2. To attack a mass Y, [fig. 715.], a scaffold m, is erected in one of its terminal pits P P, at the level of the ceiling of the gallery R R′, where it terminates below. A miner placed on this scaffold, cuts off at the angle of this mass a parallelopiped 1, from one to two yards high, by six or eight long. When he has advanced thus far, there is placed in the same pit, upon another scaffold m′, a second miner, who attacks the vein above the roof of the first cutting, and hews down, above the parallelopiped 1, a parallelopiped of the same dimensions 1′, while the first is taking out another 2, in advance of 1. When the second miner has gone forward 6 or 8 yards, a third is placed also in the same pit. He commences the third step, while the first two miners are pushing forwards theirs, and so in succession.

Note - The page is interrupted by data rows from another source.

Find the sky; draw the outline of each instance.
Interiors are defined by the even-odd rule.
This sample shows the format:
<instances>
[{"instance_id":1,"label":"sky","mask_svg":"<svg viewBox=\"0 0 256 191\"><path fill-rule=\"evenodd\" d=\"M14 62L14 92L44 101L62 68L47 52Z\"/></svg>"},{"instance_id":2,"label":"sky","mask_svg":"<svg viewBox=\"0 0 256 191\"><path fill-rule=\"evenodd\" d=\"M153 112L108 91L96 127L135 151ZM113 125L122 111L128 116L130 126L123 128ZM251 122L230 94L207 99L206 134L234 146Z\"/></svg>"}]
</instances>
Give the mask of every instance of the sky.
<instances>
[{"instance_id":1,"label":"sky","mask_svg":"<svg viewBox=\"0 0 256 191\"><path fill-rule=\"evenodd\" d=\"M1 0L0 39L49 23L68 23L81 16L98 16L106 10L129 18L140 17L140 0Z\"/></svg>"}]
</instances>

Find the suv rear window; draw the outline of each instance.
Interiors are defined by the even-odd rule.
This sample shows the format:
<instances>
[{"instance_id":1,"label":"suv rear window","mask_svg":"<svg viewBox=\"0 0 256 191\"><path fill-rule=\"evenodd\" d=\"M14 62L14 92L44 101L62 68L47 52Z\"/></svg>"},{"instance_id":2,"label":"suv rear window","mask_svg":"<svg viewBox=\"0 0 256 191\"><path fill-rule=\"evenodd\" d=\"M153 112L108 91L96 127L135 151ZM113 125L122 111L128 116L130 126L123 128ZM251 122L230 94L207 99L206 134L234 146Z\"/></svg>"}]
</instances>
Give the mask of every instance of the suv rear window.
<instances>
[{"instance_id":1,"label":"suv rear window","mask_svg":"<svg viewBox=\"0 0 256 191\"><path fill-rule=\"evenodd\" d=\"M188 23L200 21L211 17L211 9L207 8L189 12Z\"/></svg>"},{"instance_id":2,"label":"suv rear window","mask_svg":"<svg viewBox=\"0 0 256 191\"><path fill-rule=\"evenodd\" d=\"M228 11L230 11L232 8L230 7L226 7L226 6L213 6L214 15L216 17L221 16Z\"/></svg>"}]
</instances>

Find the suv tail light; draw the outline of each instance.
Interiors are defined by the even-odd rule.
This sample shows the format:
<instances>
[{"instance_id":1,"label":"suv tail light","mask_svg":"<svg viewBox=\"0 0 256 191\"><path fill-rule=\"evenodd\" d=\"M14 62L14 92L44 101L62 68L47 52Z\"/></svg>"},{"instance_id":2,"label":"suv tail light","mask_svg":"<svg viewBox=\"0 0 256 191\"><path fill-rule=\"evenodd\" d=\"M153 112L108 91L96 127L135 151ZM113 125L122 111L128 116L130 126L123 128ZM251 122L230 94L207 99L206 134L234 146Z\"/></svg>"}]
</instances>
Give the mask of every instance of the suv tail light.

In this mode of working, as well as in the preceding, it is requisite to support the rubbish and the walls of the vein. For the first object, a single floor n n n, may be sufficient, constructed above the lower gallery, substantial enough to bear all the rubbish, as well as the miners. In certain cases, an arched roof may be substituted; and in others, several floors are laid at different heights. The sides of the vein are supported by means of pieces of wood fixed between them perpendicularly to their planes. Sometimes, in the middle of the rubbish, small pits are left at regular distances apart, through which the workmen throw the ore coarsely picked, down into the lower gallery. The rubbish occasionally forms a slope f f f, so high that miners placed upon it can work conveniently. When the rich portions are so abundant as to leave too little rubbish to make such a sloping platform, the miners plant themselves upon movable floors, which they carry forward along with the excavations.